Group 7 : Dina Roihatul Jannah
                  Maya Hafiah
                  Rina Sobarina
A.      The Meaning of Deixis and Distance
Deixis is a term that comes from Greek.  This term is used for one of the most basic things we often do with speech.  Deixis can also refer to something that means 'pointing' through language.  Whatever form of language is used, of course, to refer to this 'pointing' is called deictic expression.  The phrase is shown when seeing a strange object and immediately ask it.  For example 'What is that?  'shows the expression of the deictic expression (' that '), which means to show something in a direct context.  This deictic expression is also often referred to as indexical.  This is what is often said among the first forms spoken by very young children.  This expression is used to indicate people through deixis of people, or location through spatial deixis, or time through temporal deixis.  All of these expressions certainly depend on their interpretation, on speakers and listeners who share the same context.  Indeed, deictic expression has the most basic use in face-to-face oral interactions.
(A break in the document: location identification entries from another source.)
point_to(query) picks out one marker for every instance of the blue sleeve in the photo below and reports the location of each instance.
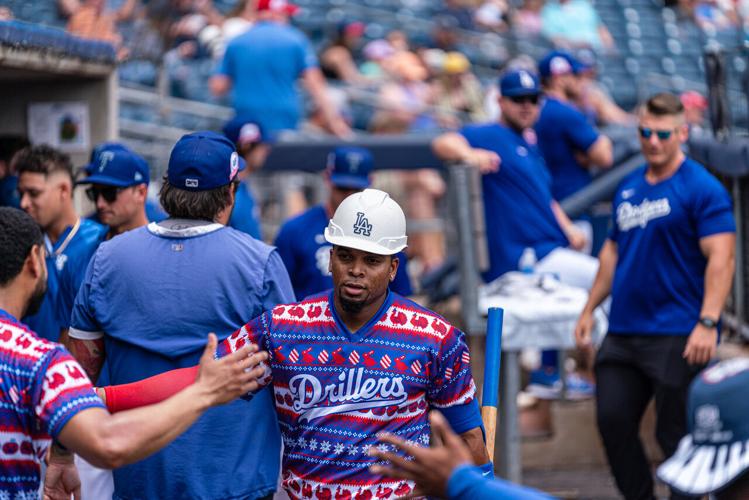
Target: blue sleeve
(713, 210)
(579, 131)
(467, 482)
(276, 285)
(83, 316)
(402, 283)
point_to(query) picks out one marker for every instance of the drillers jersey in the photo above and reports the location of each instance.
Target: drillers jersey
(335, 390)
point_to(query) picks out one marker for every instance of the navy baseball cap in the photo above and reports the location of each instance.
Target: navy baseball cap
(518, 83)
(716, 450)
(114, 164)
(558, 62)
(349, 167)
(243, 132)
(203, 160)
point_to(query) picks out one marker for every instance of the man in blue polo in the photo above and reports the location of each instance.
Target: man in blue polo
(668, 265)
(517, 188)
(252, 146)
(149, 297)
(45, 185)
(263, 66)
(568, 142)
(301, 242)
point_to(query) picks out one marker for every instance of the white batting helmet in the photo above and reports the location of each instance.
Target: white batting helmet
(369, 221)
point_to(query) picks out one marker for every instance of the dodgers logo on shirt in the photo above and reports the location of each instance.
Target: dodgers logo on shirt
(362, 225)
(629, 216)
(352, 392)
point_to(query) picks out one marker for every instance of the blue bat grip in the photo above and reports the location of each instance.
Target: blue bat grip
(493, 357)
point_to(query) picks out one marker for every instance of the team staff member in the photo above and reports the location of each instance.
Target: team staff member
(668, 265)
(45, 184)
(517, 193)
(354, 361)
(148, 298)
(301, 241)
(45, 394)
(569, 143)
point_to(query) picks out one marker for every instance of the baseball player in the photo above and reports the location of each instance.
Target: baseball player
(148, 298)
(301, 241)
(351, 362)
(45, 394)
(668, 265)
(45, 185)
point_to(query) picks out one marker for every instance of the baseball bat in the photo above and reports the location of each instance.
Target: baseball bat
(492, 361)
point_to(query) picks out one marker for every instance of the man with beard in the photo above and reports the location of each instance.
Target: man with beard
(45, 394)
(351, 362)
(45, 186)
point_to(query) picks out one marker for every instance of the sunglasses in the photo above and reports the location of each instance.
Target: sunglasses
(522, 99)
(647, 133)
(109, 193)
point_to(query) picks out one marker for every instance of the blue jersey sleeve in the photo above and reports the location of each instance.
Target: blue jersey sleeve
(578, 131)
(713, 210)
(83, 322)
(276, 284)
(467, 482)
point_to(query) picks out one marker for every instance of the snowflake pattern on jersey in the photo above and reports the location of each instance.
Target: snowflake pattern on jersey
(334, 390)
(41, 388)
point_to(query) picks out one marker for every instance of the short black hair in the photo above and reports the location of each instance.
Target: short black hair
(18, 234)
(200, 205)
(43, 160)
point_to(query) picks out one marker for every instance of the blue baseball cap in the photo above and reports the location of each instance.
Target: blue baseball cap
(716, 450)
(350, 166)
(203, 160)
(114, 164)
(243, 132)
(518, 83)
(559, 62)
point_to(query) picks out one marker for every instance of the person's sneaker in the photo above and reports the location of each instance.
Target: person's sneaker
(579, 388)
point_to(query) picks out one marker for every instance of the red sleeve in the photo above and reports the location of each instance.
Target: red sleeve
(149, 391)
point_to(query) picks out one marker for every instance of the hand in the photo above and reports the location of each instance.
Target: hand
(701, 345)
(223, 380)
(486, 161)
(430, 468)
(577, 238)
(61, 479)
(584, 329)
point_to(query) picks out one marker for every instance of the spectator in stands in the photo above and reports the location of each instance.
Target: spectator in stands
(263, 66)
(252, 146)
(9, 146)
(573, 24)
(493, 15)
(338, 60)
(90, 19)
(458, 96)
(408, 96)
(301, 243)
(527, 19)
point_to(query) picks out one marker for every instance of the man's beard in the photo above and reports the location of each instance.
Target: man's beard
(35, 302)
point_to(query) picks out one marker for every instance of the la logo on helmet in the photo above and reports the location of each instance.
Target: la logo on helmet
(362, 225)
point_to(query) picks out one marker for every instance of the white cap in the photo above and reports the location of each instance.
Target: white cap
(369, 221)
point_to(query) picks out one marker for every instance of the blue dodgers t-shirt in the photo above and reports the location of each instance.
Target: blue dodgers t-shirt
(562, 132)
(65, 273)
(244, 217)
(659, 279)
(264, 64)
(302, 246)
(156, 293)
(517, 200)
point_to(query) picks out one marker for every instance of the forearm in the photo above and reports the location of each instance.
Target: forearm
(475, 441)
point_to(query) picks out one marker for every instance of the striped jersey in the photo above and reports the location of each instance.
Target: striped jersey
(41, 388)
(335, 390)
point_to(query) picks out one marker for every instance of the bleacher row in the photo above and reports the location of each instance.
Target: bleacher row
(655, 50)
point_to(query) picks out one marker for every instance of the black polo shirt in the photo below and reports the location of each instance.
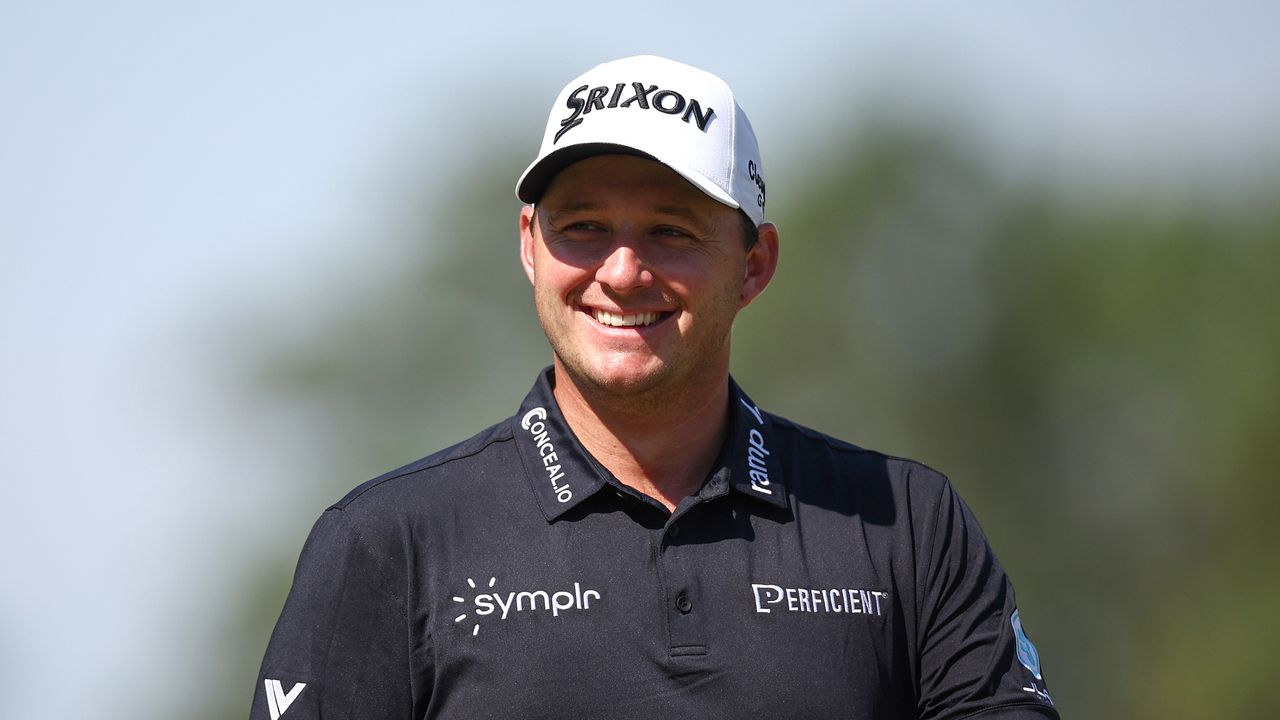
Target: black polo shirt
(513, 577)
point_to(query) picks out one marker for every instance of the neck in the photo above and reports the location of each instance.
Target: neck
(661, 446)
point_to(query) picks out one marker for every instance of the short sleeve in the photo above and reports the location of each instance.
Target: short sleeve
(976, 659)
(339, 648)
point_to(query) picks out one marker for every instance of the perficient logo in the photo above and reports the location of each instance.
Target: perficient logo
(504, 605)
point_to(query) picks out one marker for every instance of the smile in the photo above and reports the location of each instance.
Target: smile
(626, 320)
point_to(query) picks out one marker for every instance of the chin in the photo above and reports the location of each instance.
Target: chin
(617, 378)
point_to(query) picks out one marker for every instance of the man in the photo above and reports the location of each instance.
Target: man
(640, 540)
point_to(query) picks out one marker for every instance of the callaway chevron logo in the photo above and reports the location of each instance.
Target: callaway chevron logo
(277, 700)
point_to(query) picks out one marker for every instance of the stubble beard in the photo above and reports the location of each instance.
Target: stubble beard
(650, 392)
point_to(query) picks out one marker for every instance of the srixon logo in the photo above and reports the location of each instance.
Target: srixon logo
(643, 96)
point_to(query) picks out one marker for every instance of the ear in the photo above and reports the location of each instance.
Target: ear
(762, 261)
(528, 218)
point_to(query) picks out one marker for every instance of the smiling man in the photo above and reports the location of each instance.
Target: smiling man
(640, 540)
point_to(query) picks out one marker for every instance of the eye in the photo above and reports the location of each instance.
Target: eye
(671, 232)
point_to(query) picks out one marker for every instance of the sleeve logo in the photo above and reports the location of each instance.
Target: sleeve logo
(277, 700)
(1027, 654)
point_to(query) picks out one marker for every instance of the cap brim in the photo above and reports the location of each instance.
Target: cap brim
(531, 185)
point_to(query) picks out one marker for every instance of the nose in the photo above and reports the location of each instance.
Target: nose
(622, 269)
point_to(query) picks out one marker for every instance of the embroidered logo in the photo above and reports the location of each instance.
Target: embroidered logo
(504, 605)
(840, 601)
(277, 700)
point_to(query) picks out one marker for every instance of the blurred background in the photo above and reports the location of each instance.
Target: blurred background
(254, 254)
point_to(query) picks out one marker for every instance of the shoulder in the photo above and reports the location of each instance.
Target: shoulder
(830, 459)
(433, 477)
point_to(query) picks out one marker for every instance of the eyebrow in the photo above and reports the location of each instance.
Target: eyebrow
(672, 210)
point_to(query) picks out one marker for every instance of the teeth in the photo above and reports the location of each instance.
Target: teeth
(617, 320)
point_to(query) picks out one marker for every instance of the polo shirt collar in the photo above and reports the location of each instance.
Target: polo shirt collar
(563, 474)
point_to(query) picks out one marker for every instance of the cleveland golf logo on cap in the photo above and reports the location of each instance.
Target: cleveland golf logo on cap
(643, 96)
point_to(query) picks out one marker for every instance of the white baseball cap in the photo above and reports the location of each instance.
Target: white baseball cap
(676, 114)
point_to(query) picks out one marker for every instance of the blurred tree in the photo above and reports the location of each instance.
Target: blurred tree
(1098, 374)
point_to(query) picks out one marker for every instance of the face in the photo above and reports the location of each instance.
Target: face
(638, 276)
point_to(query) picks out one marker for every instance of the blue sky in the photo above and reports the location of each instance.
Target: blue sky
(167, 167)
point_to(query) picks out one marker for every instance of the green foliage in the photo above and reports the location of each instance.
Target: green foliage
(1098, 374)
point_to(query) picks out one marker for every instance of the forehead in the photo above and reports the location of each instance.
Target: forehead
(626, 181)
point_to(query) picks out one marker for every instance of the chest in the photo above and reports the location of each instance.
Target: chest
(720, 613)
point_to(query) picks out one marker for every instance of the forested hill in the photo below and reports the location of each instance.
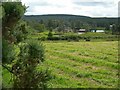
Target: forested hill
(68, 19)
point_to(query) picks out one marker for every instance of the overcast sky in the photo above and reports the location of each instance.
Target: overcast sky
(92, 8)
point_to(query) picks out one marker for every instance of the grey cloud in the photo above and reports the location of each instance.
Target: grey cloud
(105, 4)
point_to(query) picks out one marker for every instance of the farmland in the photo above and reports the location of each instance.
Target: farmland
(82, 64)
(79, 64)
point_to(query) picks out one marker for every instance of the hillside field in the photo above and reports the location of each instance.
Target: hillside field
(80, 64)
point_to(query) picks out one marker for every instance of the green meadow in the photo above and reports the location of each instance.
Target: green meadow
(82, 64)
(79, 64)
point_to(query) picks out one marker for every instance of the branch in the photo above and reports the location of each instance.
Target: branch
(4, 66)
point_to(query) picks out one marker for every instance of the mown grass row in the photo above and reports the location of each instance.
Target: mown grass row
(72, 67)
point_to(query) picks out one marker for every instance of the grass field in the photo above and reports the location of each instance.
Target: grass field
(80, 64)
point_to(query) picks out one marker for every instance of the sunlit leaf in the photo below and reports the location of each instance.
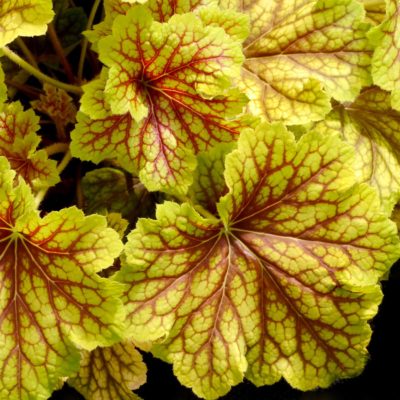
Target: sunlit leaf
(161, 10)
(110, 373)
(385, 61)
(23, 18)
(281, 286)
(166, 98)
(19, 142)
(373, 128)
(299, 54)
(52, 302)
(208, 181)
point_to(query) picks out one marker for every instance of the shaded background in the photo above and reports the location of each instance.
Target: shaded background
(380, 379)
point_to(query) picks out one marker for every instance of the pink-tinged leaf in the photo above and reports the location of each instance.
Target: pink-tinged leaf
(299, 54)
(161, 11)
(373, 128)
(282, 285)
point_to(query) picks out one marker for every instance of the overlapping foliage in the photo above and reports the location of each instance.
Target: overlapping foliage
(229, 170)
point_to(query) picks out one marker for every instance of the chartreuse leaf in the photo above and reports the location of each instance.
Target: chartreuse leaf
(375, 11)
(52, 302)
(23, 18)
(167, 97)
(299, 54)
(208, 181)
(385, 61)
(282, 285)
(373, 128)
(161, 10)
(110, 373)
(19, 142)
(105, 189)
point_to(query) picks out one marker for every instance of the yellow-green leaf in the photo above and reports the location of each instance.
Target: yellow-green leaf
(110, 373)
(3, 88)
(19, 142)
(161, 10)
(23, 18)
(385, 61)
(52, 301)
(167, 97)
(282, 285)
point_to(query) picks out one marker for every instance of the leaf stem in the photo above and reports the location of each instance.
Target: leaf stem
(64, 162)
(60, 52)
(27, 53)
(38, 74)
(56, 148)
(85, 41)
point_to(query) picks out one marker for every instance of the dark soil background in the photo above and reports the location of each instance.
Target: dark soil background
(379, 381)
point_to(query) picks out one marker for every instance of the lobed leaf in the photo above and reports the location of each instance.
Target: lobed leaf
(372, 127)
(301, 53)
(385, 61)
(19, 142)
(110, 373)
(167, 97)
(23, 18)
(52, 301)
(282, 285)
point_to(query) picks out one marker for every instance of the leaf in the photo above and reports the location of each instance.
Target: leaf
(110, 373)
(299, 54)
(376, 11)
(70, 23)
(373, 128)
(105, 190)
(385, 61)
(160, 116)
(208, 181)
(281, 286)
(24, 18)
(161, 11)
(19, 142)
(57, 104)
(51, 299)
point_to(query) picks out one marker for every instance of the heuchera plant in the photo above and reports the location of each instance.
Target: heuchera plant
(229, 170)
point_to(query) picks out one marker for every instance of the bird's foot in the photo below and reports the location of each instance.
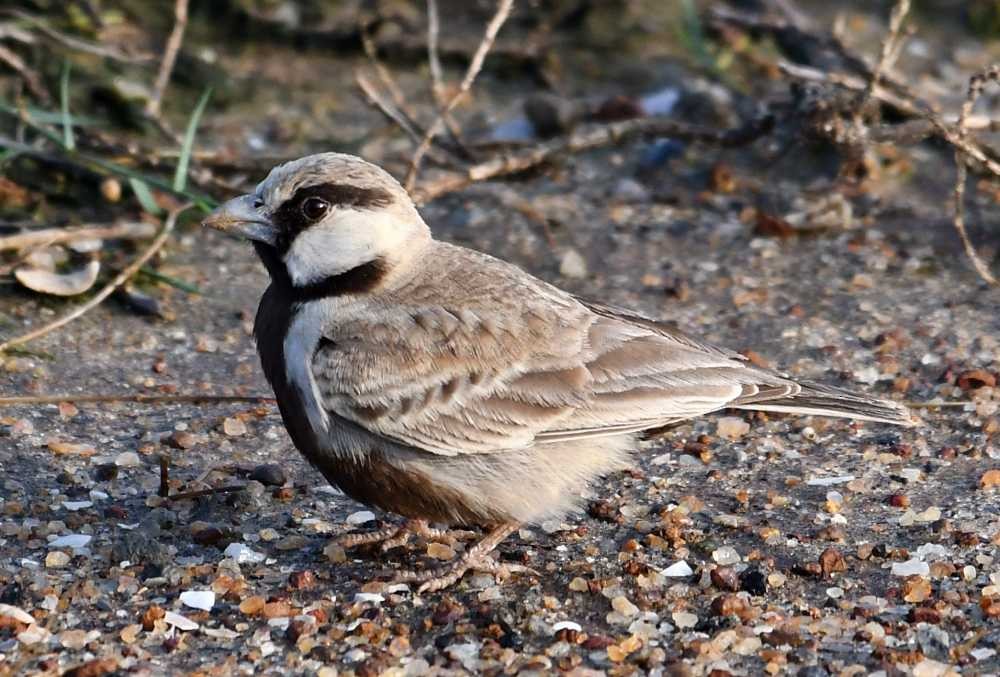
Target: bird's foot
(477, 558)
(394, 537)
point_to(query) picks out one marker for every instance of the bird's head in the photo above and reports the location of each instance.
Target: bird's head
(323, 216)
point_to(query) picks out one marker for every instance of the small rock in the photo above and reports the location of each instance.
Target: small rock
(622, 605)
(128, 459)
(269, 474)
(912, 567)
(678, 570)
(56, 559)
(243, 554)
(360, 517)
(198, 599)
(573, 265)
(832, 561)
(684, 619)
(990, 479)
(234, 427)
(732, 427)
(726, 555)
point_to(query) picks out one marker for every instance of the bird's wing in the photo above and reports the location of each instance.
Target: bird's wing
(502, 369)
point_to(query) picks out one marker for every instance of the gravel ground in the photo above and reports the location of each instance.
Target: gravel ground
(739, 544)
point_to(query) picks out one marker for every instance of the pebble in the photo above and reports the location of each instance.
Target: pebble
(912, 567)
(440, 551)
(269, 474)
(128, 459)
(234, 427)
(732, 427)
(56, 559)
(360, 517)
(678, 570)
(70, 541)
(684, 619)
(726, 555)
(622, 605)
(243, 554)
(198, 599)
(573, 265)
(179, 622)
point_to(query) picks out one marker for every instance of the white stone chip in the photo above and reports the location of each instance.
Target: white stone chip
(678, 570)
(243, 554)
(912, 567)
(198, 599)
(180, 622)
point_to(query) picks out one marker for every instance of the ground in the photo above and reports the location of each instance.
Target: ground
(788, 545)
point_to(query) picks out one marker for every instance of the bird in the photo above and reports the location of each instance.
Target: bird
(452, 388)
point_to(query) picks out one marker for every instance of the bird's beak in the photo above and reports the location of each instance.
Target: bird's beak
(239, 217)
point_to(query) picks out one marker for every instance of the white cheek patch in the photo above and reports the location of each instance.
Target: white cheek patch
(346, 239)
(300, 344)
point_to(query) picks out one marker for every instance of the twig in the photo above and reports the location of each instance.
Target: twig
(130, 230)
(139, 398)
(119, 280)
(207, 492)
(164, 489)
(31, 78)
(976, 84)
(887, 56)
(79, 45)
(169, 58)
(489, 36)
(588, 139)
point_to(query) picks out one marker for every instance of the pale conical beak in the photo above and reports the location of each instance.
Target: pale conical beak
(240, 217)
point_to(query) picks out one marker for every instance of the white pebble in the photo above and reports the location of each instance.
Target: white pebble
(677, 570)
(70, 541)
(361, 517)
(243, 554)
(198, 599)
(911, 567)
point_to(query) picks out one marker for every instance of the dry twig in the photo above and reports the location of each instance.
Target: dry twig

The remarks must of course be easily understood by the people present, but still need translation for someone who is not there.[1] P will put this here.  (Of course, you must understand that Jim told Anne that he would put an additional house key in one of the kitchen drawers.) That means the deixis here is a form of reference related to the speaker context, with the most basic difference between deictic expressions of being a 'near speaker'  'versus' stay away from the speaker'.In English, the 'near speaker', or proximal term, is 'this', 'here', 'now'.  'Far from the speaker', or distal term, is 'that', 'there', 'then'.  The term proximal is usually interpreted in terms of the location of the speaker, or the deictic center, so that 'now' is generally understood as referring to several points or periods of time that have the speaker's speech time at its center.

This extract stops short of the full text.